ボディビル界の絶対王者・鈴木雅は、日本とアメリカの筋肉文化の違いをよくヒーローものの主人公に例えて説明する。アメリカンコミックなどの主人公は筋骨隆々で、問答無用のパワーで敵を叩きのめしていく。一方、日本のヒーローものの主人公は細身で、知恵や仲間の力を駆使ながら強大な悪に立ち向かう。プロレス的な表現を用いれば、華奢なほうが善玉で、見るからに強そうなほうが悪玉。「柔よく剛を制す」の闘いが好まれる日本には、筋肉が強さの象徴としてリスペクトされる土壌がないというわけだ。

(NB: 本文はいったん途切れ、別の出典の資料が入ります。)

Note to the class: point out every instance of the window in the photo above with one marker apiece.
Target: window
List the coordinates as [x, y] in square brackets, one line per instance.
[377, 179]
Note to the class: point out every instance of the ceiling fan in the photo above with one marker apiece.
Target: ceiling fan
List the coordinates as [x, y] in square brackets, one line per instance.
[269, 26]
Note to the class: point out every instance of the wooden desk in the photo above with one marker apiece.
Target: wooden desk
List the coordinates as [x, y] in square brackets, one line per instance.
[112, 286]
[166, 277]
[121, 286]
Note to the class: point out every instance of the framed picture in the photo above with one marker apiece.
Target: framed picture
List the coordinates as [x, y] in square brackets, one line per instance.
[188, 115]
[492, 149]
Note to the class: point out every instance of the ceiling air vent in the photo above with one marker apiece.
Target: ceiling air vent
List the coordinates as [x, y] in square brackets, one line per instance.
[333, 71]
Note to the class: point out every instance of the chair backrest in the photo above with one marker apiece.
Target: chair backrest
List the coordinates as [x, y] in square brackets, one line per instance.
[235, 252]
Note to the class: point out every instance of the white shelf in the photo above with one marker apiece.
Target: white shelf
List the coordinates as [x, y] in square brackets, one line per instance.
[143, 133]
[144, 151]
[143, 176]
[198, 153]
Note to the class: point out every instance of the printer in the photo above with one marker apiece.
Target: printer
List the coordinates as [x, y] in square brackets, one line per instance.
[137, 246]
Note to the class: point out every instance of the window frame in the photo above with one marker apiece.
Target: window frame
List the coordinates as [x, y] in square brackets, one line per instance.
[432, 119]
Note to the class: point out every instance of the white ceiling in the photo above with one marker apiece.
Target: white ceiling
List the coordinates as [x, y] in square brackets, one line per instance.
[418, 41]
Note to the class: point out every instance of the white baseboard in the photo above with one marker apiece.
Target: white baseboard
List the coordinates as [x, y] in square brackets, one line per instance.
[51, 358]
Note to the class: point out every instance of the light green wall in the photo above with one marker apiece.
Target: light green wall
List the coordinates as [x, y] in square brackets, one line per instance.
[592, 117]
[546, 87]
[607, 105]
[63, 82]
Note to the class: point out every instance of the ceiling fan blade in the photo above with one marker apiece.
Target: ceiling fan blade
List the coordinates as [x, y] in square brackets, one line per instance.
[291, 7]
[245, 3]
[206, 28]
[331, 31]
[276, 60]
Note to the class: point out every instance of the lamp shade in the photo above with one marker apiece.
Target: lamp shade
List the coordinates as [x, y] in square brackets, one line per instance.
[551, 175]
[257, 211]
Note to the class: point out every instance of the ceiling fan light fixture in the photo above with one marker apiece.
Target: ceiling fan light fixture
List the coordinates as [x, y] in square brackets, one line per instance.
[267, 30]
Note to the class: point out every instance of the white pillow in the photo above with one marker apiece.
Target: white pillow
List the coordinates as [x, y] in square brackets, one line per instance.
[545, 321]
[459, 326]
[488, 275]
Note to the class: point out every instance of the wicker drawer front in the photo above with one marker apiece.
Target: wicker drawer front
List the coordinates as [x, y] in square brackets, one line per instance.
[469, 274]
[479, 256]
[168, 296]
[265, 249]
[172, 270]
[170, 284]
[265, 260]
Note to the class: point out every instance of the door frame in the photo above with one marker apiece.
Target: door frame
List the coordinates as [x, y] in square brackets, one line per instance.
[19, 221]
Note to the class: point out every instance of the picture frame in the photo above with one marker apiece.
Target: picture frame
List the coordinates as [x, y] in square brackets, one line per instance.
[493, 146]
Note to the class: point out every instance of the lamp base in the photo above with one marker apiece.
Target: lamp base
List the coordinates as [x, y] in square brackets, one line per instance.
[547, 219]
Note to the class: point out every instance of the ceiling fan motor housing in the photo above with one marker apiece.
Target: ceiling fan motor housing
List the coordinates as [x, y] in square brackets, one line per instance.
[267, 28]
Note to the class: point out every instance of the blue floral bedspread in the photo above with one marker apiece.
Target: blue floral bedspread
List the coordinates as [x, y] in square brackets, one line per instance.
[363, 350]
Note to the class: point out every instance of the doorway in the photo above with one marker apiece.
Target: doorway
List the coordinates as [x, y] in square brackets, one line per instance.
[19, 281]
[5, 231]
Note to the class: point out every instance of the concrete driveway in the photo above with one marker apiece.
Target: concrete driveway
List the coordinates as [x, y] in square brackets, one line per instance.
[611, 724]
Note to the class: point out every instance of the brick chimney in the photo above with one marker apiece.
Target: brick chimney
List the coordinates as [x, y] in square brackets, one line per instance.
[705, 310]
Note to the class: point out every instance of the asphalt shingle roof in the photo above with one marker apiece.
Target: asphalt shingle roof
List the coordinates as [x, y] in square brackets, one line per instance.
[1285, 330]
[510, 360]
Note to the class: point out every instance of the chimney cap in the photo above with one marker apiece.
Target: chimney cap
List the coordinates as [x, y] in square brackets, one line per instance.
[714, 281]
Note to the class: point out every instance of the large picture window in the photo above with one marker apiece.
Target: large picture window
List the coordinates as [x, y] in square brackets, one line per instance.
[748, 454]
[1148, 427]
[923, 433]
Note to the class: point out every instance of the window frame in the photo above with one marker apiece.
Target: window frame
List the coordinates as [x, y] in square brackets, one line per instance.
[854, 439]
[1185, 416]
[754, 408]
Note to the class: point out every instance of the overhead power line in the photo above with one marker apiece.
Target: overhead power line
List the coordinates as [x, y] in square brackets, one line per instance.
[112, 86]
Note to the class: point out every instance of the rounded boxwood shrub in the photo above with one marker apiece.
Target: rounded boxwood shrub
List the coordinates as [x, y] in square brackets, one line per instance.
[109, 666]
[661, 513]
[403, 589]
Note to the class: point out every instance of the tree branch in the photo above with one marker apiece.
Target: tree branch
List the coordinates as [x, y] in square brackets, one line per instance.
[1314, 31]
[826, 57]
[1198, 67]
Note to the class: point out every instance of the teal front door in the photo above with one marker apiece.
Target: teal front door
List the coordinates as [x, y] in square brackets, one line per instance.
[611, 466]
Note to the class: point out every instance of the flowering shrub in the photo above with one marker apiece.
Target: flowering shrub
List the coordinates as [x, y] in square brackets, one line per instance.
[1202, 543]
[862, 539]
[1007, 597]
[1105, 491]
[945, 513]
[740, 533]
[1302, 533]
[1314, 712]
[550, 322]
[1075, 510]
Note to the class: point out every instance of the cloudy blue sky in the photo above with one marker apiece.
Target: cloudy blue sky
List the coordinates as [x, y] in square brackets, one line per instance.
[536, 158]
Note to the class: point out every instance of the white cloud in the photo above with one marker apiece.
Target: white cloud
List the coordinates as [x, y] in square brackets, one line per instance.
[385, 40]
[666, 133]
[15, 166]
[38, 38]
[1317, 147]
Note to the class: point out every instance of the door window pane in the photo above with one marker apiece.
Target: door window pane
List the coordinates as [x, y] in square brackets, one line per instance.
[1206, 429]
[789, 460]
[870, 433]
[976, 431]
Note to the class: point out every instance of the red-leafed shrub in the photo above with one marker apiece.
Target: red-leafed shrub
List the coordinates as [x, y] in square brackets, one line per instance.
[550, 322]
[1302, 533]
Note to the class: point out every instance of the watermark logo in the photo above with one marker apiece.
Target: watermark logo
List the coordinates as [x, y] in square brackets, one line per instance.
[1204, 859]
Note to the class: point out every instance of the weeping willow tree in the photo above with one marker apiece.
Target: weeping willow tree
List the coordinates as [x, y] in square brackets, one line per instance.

確かに、日本では筋肉は尊敬よりも嘲笑の対象にされることのほうが多い。2年ほど前だったか、ボディビルダーが油汚れに扮したスチームクリーナーのCMが放送されて筋肉業界をザワザワさせたことがあった。トレーニング愛好家の筆者も眉をひそめたものだが、現実として筋肉というものは一般的には「なんだかおもしろい」「ちょっとバカっぽい」といったイメージを持たれている。
そんな世間の印象を逆手に取るかのような手法で躍進を続けるのが「マッチョ29」である。ちなみに「29」は「ニュジュウキュウ」でも「ニク」でもなく、「トゥウェンティーナイン」と読む。
ステージでマッチョが歌い踊ったり、マッチョカフェではメンバーがマッチョポーズを取りながら女性客を取り囲んだりと、やっていることはとにかくバカバカしい。そのバカバカしさゆえに、筋肉業界には彼らに嫌悪感を抱く人も少なくはない。筆者も、好きか嫌いかで言えば、正直なところ、あんまり好きではなかった。
ただ、この罪のないバカバカしさが「筋肉」を一般世間へと届ける駆動力になっている。ボディビルのコンテスト情報とマッチョ29のイベント。メディアに取り上げられる機会が多いのは後者のほう。3%の世界の住人以外の視点をしっかりと有しているところがマッチョ29の強みだ。
また、メンバーにはコンテストで実績を残している者が多く、トレーニングに対する情熱や筋肉への愛はホンモノ。オフィシャルファンクラブの名称は「プロテ員」とやっぱりフザけているけれど、会員種別にはスタンダードな「プロテ員」とプレミアムな「プロテ員WPI製法」があり、マニアをクスリとさせる。WPIとは純度の高いプロテインをつくる製法。この言葉を知っている人はかなりのトレーニング通である。
マッチョバスツアーだけで終わらず、その後も活動の場を広げ続けてこられたのは、その根底に筋肉やトレーニングに対する愛情があるからだろう。2017年11月21日にはついに赤坂BLITZで単独ライブを開催するにいたったマッチョ29。あんまり好きではなかったけど、こりゃ参った! これはVITUP!としても追いかけていく必要があるだろう。